Os americanos inventam, os franceses vão atrás tomando notas e tentando explicar. Atrás de cada maluco da América que cria um capacete de realidade virtual ou Internet, vem um Baudrillard ou Delleuze brandindo palavrões como "rizoma", "desterritorialização" e "virtualização".
Parece que o pragmatismo surdo de uns precisa da verborragia de outros. O que seria do faroeste sem o "Cahiers du Cinéma"?
Só que, talvez por um pouco de ressentimento com os americanos tão ricos e objetivos, os franceses andam meio ácidos e mal-humorados. Seu "béarnaise" às vezes acaba por apenas azedar o hambúrguer americano.
Pierre Lévy é uma saudável exceção. Quem não se deixar espantar pelo título-clichê de "O Que É o Virtual?" (editora 34), que acaba de ser lançado no Brasil, vai descobrir um livro interessantíssimo.
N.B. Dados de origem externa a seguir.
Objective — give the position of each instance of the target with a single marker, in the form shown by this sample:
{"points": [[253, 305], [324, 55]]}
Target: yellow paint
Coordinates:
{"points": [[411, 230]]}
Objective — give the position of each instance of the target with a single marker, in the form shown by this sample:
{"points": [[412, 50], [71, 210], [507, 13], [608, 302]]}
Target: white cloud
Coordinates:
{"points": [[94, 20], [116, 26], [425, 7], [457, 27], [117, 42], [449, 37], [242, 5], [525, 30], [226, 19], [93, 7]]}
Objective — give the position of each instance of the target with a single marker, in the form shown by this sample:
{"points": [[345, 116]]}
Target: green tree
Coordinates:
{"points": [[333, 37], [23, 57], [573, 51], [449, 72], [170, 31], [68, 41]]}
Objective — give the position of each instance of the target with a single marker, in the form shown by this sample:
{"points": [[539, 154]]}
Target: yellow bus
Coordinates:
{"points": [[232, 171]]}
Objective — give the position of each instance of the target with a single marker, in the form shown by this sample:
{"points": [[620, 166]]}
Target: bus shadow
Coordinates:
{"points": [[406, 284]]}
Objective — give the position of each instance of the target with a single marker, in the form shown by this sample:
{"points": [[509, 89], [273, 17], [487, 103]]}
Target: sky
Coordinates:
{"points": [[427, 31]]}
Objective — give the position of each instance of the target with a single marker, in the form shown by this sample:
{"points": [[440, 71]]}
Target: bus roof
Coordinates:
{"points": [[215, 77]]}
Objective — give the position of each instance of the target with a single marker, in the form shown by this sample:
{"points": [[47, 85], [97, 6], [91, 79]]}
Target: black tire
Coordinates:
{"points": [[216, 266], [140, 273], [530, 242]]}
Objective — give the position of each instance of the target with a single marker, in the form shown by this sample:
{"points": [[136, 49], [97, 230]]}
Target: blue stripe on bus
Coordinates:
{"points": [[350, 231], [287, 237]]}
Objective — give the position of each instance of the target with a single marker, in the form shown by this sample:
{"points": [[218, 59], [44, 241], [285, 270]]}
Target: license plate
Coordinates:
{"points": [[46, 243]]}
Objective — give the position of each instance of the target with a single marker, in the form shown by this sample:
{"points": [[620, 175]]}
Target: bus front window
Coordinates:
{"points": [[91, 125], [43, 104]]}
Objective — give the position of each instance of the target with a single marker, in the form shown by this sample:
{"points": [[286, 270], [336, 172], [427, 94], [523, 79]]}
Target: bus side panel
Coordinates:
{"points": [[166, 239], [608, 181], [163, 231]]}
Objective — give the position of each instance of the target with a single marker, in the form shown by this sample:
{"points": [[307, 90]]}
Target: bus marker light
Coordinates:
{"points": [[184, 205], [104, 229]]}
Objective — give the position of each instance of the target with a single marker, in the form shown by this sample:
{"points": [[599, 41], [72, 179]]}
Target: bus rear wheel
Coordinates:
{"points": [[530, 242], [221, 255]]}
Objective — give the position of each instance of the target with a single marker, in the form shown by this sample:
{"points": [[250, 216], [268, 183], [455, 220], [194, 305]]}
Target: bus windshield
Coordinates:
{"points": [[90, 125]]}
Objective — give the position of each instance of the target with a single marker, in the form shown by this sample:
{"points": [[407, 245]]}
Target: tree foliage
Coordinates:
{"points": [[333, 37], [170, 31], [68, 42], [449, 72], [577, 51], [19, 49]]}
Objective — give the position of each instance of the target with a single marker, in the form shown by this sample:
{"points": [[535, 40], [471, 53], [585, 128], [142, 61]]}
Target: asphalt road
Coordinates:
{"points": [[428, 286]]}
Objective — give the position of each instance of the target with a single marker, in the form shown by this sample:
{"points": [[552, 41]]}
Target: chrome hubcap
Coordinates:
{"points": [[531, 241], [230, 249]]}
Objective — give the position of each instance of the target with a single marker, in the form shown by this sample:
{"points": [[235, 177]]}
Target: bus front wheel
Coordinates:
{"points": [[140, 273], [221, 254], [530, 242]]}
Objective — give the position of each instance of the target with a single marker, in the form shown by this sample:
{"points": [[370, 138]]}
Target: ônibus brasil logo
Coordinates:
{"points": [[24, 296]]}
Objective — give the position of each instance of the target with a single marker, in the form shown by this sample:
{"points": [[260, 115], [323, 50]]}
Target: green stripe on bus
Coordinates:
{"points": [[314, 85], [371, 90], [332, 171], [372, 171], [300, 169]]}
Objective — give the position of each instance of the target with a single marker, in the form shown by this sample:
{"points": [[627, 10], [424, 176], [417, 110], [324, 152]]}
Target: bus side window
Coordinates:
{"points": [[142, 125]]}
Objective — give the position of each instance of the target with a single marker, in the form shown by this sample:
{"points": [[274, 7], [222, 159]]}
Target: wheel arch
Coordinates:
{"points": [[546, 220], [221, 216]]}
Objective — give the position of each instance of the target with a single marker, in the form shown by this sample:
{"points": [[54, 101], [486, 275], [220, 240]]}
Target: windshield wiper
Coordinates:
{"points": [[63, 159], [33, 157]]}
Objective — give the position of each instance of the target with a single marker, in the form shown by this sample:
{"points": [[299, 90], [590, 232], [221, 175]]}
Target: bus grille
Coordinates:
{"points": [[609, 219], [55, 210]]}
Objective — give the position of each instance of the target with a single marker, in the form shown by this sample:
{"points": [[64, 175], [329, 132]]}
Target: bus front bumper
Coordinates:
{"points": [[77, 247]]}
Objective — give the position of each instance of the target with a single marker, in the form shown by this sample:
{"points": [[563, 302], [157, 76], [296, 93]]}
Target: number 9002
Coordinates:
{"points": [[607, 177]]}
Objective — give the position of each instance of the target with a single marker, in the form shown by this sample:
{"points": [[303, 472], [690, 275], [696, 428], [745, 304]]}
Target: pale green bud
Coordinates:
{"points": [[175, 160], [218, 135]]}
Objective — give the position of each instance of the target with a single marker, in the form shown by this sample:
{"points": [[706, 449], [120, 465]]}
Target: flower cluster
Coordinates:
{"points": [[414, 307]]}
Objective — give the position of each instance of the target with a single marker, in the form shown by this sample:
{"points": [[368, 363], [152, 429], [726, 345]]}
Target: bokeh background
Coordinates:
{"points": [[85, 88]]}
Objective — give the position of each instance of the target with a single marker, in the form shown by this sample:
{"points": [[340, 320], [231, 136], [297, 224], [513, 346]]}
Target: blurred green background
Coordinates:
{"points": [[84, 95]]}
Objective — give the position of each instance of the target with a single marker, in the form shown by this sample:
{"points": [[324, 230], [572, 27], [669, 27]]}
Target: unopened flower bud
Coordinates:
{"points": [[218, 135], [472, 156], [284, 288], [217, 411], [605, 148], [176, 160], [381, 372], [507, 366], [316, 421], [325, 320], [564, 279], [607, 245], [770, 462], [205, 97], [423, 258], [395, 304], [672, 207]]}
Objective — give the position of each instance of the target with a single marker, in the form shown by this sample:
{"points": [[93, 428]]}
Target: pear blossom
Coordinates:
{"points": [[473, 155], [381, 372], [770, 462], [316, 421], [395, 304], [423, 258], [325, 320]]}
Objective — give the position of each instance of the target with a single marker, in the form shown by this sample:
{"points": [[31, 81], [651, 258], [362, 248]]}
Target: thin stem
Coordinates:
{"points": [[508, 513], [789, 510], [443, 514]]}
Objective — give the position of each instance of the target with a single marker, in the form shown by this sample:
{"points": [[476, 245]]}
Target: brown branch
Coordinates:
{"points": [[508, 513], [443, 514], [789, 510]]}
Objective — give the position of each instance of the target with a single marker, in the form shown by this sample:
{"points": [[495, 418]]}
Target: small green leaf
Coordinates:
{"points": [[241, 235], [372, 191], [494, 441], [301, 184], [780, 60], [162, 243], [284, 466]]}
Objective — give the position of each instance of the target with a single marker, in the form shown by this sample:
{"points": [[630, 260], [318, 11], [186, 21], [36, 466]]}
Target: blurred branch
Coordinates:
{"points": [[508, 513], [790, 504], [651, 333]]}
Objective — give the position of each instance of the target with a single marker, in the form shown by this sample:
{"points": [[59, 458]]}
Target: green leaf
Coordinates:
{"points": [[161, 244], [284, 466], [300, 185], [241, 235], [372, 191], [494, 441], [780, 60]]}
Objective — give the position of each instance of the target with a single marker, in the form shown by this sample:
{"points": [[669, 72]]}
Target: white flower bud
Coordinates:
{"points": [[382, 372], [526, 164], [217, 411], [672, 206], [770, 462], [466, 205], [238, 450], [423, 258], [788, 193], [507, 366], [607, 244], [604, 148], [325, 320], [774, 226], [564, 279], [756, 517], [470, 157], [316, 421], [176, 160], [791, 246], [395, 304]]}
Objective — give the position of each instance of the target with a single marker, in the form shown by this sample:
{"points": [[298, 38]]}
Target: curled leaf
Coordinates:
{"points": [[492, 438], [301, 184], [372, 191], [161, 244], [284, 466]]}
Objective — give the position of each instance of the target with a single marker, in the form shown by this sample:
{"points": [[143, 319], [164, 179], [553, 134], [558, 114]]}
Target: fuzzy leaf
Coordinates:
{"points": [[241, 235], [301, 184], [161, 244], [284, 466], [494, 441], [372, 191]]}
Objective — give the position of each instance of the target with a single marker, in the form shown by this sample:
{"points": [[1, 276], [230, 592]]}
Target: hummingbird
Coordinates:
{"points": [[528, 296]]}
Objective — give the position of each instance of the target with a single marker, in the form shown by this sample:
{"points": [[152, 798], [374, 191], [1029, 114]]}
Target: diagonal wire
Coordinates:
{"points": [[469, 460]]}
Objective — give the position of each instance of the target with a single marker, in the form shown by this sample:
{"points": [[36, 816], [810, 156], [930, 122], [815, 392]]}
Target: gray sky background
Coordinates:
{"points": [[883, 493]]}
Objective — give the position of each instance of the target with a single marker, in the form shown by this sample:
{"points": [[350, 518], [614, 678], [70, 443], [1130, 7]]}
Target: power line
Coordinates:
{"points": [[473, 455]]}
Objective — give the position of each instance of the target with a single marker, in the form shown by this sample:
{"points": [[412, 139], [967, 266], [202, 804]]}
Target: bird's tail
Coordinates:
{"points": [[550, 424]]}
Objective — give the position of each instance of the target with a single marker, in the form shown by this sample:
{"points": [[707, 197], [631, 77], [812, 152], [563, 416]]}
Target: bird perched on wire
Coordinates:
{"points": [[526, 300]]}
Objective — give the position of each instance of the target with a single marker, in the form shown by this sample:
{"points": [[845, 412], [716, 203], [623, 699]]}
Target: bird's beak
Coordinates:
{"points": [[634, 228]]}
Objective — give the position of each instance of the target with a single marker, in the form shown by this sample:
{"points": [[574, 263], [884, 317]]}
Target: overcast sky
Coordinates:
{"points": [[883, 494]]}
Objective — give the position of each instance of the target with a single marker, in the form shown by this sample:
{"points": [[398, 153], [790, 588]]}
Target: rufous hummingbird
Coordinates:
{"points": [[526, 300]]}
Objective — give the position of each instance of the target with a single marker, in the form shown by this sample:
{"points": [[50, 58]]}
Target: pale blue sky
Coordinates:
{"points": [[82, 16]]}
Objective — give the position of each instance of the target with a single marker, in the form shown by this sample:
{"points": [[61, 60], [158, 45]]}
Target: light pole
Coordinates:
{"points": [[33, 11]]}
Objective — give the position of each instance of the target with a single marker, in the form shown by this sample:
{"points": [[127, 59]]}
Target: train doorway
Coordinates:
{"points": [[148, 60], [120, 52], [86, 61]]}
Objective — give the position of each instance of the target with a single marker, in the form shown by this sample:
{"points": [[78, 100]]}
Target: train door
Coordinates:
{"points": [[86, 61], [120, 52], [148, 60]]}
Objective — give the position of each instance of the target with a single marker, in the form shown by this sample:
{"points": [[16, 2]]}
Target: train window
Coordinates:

Lévy desmonta pacientemente o processo de virtualização do corpo, da comunicação e da economia, tirando aos poucos o glacê kitsch da palavra "virtual". Para ele, real e virtual não são uma dicotomia, mas pontas de um processo que está sempre se refazendo.
Lévy faz um fascinante passeio pela história da técnica e da linguagem humanas, recusando o alarmismo fácil que enxerga apocalipses a cada esquina. Analisa efeitos da virtualização no trabalho, na afetividade, na noção do corpo.
Dedica alguns capítulos à Internet, que descreve como uma utopia tecnopolítica. Para ele, estamos numa encruzilhada entre várias concepções do virtual. Ou a Internet passa a reproduzir o consumo de informação mercantil e a exclusão ou é preservado seu potencial como instrumento de um "coletivo inteligente" servindo ao compartilhamento de memórias e experiências.
Lévy jamais perde de vista aquilo que os americanos parecem tão ansiosos em retalhar, transformar, se possível chutar para baixo do tapete: a carne, coitada, humilhada e magoada pela virtualização.
Ele lembra que a "virtualização é uma guerra contra a fragilidade, a dor, o desgaste". Mas diz: "Gosto do que é frágil, evanescente, único e carnal. É justamente porque o real é tão precioso que devemos com a maior urgência pensar e aclimatar a virtualização que o desestabiliza".
Afinal, como já dizia Woody Allen, podemos detestar a realidade, mas é o único lugar onde se pode comer um bom filé.